Wie bereits oben dargelegt, ist Voraussetzung für einen Vorteilsausgleich, dass aus demselben schädigenden Ereignis ein Schaden und ein Vorteil für den Geschädigten entstanden ist. Damit überhaupt im Gesundheitsbereich - wie hier bei einem Behandlungsfehler - von einem Vorteil durch Ersparen von operativen Eingriffen - und damit von Schmerzzuständen - gesprochen werden kann, müsste jedenfalls trotz Fehlbehandlung ein vergleichbarer körperlicher Zustand wie ohne Fehlbehandlung erzielt worden sein.
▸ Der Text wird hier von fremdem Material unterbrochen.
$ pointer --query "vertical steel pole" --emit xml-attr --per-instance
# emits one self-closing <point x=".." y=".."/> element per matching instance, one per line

Das heißt, ein Vorteilsausgleich "erlittener" Schmerzen gegen "ersparte" Schmerzen kann überhaupt nur dann in Betracht kommen, wenn bei der Beurteilung der "Vor- und Nachteile" in Form von Schmerzzuständen von zwei vergleichbaren körperlichen Zuständen ausgegangen werden kann (etwa: mit und ohne Fehlbehandlung ein steifer Daumen oder ein bewegungseingeschränkter Daumen). Nur in dem Fall könnte geprüft werden, ob bei dem, durch das schädigende Ereignis verursachten "Endzustand" (wie bei Vermögensschäden) auch anrechenbare "Vorteile" entstanden sind. Dies ist hier aber gerade nicht der Fall. Wegen der unterlassenen Primäroperation ist der Daumen der Klägerin steif. Wäre die richtige Diagnose gestellt worden und die Operation durchgeführt worden, hätte die Klägerin zwar zusätzliche Schmerzen auf sich nehmen müssen, hätte aber eine geringe Beweglichkeit des Daumens erreicht. Diese zwei Zustände sind nicht vergleichbar, sodass sich die Klägerin vom "Endzustand" aus betrachtet nichts "erspart" hat, was sie sich anrechnen lassen könnte. Die Voraussetzungen der Vorteilsausgleichung liegen schon aus diesem Grund hier nicht vor.

Zur Frage der Höhe des Schmerzengeldes kann auf die Ausführungen des Berufungsgerichtes verwiesen werden (§ 510 Abs 3 ZPO). Durch die unterlassene Primärversorgung ist das Daumengelenk der Klägerin steif, sodass sie - nach den Feststellungen der Vorinstanzen - ihrer Lieblingsbeschäftigung, für die sie fünf bis sechs Stunden am Tag aufgewandt hatte, bis ans Lebensende nicht mehr nachgehen kann. Unter Berücksichtigung dieser seelischen Beeinträchtigungen, der körperlichen Einschränkungen und der festgestellten Schmerzen infolge der durch den Daumen bedingten Fehlhaltung ist der von den Vorinstanzen ausgemittelte Schmerzengeldbetrag angemessen.

Der unberechtigten Revision war daher der Erfolg zu versagen.

Die Kostenentscheidung gründet sich auf §§ 50, 41 ZPO.